Si vous rencontriez Donald Trump dans un ascenseur, que voudriez-vous lui dire ?  

Je ne sais pas si je lui dirais quelque chose. [Pause] Avec des gens comme ça, il n’y a pas grand-chose à dire. La seule chose qu’ils sont prêts à entendre est quelque chose qui apaise leur ego et je n’ai rien à y apporter.

Pour en revenir à la musique, Nibiru Tut est entièrement produit par Ay Fast. Comment êtes-vous rentrés en contact ?

J’ai rencontré Ay Fast quand j’ai déménagé de New York à Cleveland et je cherchais des gens avec qui travailler. Dans ma carrière artistique, les gens ont toujours dit que je n’avais pas trouvé de rythmiques correspondant à l’allure de mes rimes. Finalement, avec Ay Fast en tant que producteur, j’ai senti quelqu’un de judicieux, pouvant apporter des idées musicales à la façon dont je perçois mon chant. Je pense que ça commence vraiment à se voir avec Nibiru Tut.

Comment résumeriez-vous l’ambiance de l’album ?

Définitivement expérimentale. Mon objectif principal était d’en faire davantage un format jazz où vous aviez des chansons longues mais également une quantité de chansons plus courtes – l’on peut donc élaborer davantage sur différentes idées et la musique et les voix ont l’occasion de respirer. Je préférais ce format plutôt que d’avoir des chansons plus longues. C’est neuf chansons, mais pour moins de 45 minutes.

Sur « Running Eagle Go Far », vous parlez de votre fille qui n’écoute pas votre musique.

Elle n’aime pas vraiment ma musique. Vers l’âge de quatre ans, sa mère et moi nous sommes séparés. Cela s’explique en partie par le fait que j’étais vraiment très occupé par les tournées et que cela a entraîné divers stress dans la vie familiale. Je ne pouvais pas maintenir l’équilibre entre ma carrière artistique et ma famille, et cela a conduit à la séparation. Ma fille considère ma musique comme une raison pour laquelle je ne pouvais pas être dans sa vie. Elle n’a donc jamais vraiment été fan du hip-hop, car pour elle c’était la raison pour laquelle nous ne pouvions pas être ensemble.

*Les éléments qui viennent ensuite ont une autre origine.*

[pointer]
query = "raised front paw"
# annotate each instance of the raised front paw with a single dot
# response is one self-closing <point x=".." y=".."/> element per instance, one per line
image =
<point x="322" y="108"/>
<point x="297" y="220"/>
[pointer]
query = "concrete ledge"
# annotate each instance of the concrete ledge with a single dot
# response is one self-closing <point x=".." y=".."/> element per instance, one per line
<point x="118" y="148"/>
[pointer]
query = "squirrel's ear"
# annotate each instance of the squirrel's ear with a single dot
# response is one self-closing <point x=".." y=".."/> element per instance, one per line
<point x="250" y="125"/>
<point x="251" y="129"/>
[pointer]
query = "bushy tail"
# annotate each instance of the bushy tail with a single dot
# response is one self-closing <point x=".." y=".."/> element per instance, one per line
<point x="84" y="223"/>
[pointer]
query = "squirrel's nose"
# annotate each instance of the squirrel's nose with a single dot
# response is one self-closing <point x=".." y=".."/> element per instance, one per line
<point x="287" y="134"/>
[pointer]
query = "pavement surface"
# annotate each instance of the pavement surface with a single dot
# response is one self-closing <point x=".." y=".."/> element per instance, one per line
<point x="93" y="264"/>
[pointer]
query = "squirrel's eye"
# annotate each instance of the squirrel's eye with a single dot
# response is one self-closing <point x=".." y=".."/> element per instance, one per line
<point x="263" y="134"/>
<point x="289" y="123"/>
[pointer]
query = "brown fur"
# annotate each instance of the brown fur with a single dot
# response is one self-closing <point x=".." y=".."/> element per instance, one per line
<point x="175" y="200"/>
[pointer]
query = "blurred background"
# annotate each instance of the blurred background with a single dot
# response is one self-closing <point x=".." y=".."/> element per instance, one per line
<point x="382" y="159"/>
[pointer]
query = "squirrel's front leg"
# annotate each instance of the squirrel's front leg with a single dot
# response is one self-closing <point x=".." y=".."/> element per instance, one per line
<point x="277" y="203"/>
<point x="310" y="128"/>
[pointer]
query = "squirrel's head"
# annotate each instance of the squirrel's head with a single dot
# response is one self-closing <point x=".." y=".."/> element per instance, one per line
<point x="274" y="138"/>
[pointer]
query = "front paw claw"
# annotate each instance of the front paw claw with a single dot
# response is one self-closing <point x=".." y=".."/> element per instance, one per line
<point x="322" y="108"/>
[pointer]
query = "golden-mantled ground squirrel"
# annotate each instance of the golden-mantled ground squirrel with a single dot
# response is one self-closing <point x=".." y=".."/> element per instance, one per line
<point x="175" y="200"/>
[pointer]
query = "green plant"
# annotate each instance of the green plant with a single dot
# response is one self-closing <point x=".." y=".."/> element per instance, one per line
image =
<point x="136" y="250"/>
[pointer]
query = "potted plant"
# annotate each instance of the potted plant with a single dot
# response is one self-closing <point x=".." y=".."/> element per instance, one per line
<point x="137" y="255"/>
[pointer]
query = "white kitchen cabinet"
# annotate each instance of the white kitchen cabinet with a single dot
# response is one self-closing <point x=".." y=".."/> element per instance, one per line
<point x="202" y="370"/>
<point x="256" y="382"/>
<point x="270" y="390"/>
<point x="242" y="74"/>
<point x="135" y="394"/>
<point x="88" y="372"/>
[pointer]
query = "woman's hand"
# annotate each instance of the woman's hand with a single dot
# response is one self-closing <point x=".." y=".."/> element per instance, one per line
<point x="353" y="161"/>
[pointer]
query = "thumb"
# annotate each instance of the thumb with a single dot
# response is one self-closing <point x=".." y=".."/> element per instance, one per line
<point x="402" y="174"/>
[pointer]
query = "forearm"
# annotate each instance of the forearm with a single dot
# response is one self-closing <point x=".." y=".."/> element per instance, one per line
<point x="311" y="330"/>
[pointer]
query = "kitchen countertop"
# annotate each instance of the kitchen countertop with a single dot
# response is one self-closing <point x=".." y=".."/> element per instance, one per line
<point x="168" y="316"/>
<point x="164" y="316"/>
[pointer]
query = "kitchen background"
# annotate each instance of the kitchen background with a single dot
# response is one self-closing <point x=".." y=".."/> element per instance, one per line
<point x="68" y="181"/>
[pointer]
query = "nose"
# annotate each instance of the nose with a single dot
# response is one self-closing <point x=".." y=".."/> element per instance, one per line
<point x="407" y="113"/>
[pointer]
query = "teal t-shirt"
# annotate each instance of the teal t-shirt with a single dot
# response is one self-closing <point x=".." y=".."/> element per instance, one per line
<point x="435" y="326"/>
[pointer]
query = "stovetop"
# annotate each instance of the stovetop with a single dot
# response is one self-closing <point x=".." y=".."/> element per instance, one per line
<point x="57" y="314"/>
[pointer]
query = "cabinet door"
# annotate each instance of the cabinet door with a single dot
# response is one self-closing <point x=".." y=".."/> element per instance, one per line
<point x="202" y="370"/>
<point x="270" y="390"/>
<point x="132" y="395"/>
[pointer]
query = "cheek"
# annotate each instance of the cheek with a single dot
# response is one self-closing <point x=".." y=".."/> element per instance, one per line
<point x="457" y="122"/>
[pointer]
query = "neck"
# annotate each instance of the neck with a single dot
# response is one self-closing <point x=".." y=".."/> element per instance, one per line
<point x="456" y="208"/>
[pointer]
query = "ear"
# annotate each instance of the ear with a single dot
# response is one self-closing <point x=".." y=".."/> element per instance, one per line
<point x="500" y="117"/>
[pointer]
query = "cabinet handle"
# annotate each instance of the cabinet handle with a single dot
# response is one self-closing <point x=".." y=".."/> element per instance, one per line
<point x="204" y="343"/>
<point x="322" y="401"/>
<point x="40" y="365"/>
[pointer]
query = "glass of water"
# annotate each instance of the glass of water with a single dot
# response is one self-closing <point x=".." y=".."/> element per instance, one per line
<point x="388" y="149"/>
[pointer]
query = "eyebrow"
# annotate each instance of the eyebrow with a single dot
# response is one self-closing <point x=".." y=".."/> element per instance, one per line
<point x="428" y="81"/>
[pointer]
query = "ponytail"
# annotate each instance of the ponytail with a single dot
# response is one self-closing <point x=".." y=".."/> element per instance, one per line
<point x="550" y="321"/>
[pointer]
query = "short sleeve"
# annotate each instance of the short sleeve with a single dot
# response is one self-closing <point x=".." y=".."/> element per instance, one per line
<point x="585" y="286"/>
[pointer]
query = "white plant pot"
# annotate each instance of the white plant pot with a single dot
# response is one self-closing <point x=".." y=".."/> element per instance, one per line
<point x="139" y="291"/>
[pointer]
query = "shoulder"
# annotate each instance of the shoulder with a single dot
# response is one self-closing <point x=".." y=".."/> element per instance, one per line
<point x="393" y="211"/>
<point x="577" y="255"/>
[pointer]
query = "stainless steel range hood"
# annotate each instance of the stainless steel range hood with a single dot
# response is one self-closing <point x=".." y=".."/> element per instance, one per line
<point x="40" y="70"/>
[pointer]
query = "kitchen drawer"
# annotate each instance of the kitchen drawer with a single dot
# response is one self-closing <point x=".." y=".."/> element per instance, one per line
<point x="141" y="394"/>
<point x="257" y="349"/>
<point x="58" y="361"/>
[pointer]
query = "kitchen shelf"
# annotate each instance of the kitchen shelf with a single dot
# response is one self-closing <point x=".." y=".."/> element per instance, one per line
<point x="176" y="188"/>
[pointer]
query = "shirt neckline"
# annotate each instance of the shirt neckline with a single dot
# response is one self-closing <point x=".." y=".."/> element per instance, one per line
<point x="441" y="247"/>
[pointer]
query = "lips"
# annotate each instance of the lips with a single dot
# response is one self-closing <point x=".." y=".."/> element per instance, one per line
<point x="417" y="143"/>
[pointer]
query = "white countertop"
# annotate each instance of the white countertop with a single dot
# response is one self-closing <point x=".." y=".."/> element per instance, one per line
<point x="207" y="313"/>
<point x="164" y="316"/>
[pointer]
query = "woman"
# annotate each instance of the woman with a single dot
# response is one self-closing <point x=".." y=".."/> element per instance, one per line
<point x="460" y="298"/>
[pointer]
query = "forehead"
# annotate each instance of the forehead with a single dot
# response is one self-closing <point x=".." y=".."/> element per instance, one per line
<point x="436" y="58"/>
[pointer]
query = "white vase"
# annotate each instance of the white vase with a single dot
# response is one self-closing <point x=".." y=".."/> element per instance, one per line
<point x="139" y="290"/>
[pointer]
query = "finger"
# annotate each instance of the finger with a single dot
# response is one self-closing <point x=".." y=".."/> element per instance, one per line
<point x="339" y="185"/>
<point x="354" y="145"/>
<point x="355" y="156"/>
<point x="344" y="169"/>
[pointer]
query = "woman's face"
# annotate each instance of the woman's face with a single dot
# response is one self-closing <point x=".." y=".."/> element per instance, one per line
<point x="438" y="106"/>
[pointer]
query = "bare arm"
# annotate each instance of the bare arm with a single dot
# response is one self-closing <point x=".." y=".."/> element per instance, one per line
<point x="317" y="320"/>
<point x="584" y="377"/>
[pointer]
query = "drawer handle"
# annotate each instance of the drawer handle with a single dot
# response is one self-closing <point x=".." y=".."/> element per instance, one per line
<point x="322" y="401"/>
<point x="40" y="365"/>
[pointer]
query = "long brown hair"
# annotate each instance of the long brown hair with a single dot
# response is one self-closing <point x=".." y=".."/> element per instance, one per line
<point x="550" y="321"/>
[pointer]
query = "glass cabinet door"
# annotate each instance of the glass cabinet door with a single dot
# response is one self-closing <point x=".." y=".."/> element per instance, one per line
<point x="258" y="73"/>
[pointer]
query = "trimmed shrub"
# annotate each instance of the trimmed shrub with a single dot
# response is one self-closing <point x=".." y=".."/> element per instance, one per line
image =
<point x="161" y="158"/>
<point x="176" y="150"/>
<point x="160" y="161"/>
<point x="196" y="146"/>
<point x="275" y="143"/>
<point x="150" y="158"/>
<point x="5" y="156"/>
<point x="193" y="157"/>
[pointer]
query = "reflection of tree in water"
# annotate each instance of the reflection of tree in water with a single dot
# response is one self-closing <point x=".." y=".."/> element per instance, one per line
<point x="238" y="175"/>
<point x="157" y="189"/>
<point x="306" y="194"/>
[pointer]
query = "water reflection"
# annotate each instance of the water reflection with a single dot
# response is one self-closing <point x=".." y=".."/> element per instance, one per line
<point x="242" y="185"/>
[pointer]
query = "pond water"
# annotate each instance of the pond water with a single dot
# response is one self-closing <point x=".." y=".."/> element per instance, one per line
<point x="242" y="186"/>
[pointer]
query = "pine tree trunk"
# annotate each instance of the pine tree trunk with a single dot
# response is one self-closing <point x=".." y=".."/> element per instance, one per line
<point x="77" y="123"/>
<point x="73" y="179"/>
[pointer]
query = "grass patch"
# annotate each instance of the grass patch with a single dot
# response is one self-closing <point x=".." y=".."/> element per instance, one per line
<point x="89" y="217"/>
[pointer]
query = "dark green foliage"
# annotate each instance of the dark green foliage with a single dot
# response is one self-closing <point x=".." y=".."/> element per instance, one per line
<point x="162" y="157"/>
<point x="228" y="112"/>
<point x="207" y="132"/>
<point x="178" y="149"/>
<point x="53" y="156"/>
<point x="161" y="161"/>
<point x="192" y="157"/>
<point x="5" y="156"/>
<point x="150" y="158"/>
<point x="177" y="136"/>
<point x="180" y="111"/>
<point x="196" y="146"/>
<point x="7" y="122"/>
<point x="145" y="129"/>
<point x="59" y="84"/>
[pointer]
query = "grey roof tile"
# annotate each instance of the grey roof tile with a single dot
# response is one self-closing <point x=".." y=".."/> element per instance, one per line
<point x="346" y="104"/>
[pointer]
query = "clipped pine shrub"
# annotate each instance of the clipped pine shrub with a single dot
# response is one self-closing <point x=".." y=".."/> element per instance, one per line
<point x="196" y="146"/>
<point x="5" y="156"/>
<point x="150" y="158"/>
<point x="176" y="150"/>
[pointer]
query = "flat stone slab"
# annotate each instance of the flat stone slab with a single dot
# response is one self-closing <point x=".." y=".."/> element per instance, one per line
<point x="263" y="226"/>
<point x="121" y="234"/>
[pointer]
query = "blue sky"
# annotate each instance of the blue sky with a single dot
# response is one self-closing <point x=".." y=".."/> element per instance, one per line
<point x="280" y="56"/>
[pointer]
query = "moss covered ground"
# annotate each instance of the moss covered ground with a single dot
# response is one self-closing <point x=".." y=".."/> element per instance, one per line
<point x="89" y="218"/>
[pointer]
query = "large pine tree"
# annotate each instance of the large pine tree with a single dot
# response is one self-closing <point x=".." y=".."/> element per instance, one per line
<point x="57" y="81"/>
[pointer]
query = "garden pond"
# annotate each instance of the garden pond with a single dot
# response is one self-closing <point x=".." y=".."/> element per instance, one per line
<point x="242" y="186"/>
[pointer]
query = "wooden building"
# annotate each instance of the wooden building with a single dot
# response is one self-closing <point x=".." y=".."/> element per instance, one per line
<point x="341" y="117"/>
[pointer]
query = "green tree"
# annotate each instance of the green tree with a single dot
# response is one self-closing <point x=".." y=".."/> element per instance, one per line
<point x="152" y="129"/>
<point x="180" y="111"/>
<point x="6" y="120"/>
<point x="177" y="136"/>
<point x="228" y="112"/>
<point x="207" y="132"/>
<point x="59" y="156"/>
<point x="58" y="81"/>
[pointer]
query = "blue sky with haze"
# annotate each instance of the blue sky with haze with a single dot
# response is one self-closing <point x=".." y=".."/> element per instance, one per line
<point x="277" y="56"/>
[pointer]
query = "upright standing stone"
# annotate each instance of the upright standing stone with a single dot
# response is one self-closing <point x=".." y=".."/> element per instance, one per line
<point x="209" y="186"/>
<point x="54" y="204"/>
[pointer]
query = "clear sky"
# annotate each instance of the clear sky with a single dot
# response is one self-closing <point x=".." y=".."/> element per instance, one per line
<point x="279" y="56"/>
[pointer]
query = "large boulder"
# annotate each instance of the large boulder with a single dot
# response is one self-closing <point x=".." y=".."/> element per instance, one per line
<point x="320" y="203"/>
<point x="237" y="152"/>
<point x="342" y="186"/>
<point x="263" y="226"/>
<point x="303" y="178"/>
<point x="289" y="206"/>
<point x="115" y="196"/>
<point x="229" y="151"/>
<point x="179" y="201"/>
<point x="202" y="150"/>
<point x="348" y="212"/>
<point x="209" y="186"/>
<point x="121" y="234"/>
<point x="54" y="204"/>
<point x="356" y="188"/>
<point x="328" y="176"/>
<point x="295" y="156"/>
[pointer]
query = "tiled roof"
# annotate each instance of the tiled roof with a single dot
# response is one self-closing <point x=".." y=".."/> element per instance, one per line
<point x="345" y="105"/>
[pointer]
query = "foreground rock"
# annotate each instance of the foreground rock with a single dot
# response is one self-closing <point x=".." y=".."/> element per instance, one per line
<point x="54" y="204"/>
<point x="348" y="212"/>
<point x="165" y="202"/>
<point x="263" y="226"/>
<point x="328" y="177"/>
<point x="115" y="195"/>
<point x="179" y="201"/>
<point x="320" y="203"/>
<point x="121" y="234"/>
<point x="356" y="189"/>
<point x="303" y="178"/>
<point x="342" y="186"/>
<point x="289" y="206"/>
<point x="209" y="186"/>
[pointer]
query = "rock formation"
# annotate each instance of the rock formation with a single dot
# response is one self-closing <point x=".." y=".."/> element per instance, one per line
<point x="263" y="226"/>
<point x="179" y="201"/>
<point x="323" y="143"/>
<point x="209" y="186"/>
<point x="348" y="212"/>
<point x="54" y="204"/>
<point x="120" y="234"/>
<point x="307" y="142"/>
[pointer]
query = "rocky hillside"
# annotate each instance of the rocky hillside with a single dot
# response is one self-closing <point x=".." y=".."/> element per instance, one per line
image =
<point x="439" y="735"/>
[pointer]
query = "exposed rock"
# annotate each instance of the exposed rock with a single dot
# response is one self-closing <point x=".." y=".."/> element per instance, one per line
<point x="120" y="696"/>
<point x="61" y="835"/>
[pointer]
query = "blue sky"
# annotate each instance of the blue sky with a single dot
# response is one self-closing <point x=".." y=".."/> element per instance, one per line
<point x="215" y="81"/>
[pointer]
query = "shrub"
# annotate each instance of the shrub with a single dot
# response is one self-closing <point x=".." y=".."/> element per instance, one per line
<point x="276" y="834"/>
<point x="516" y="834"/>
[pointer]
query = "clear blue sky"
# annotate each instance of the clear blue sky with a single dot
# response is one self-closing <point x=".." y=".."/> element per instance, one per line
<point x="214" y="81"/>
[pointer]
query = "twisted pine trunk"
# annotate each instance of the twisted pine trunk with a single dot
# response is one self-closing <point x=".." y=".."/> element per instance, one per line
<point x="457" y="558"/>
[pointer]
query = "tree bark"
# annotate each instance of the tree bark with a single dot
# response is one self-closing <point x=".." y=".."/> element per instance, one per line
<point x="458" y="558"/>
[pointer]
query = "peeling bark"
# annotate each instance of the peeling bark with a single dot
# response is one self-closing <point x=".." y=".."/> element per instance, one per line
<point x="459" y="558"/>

Mais nous avons toujours une relation très forte en grandissant et c’est bien plus important pour moi que si elle écoutait ma musique.

Que signifie le titre de l’album, Nibiru Tut ?

Nibiru est un objet planétaire qui est censé traverser et entrer en collision avec la Terre. J’ai trouvé le titre en consultant le site Web d’un artiste. Je pensais que ce serait mauvais – la collision de cette force planétaire avec la Terre et l’accumulation du mal planétaire et des choses qui se passent actuellement.

Comment voyez-vous cet album dans le contexte de votre discographie ?

Je pense que les gens avec moi depuis très longtemps, depuis Antipop, commencent à voir ma progression. J’ai plus confiance en moi, et je suis plus expansif dans mes idées. J’ai beaucoup d’idées et beaucoup de choses que je veux faire qui défieront les perceptions du hip-hop et avanceront avec l’expérimentation et les possibilités de ce genre. Cela a toujours été dans mes plans – repousser les limites et voir ce qui peut être considéré sous l’égide du hip-hop.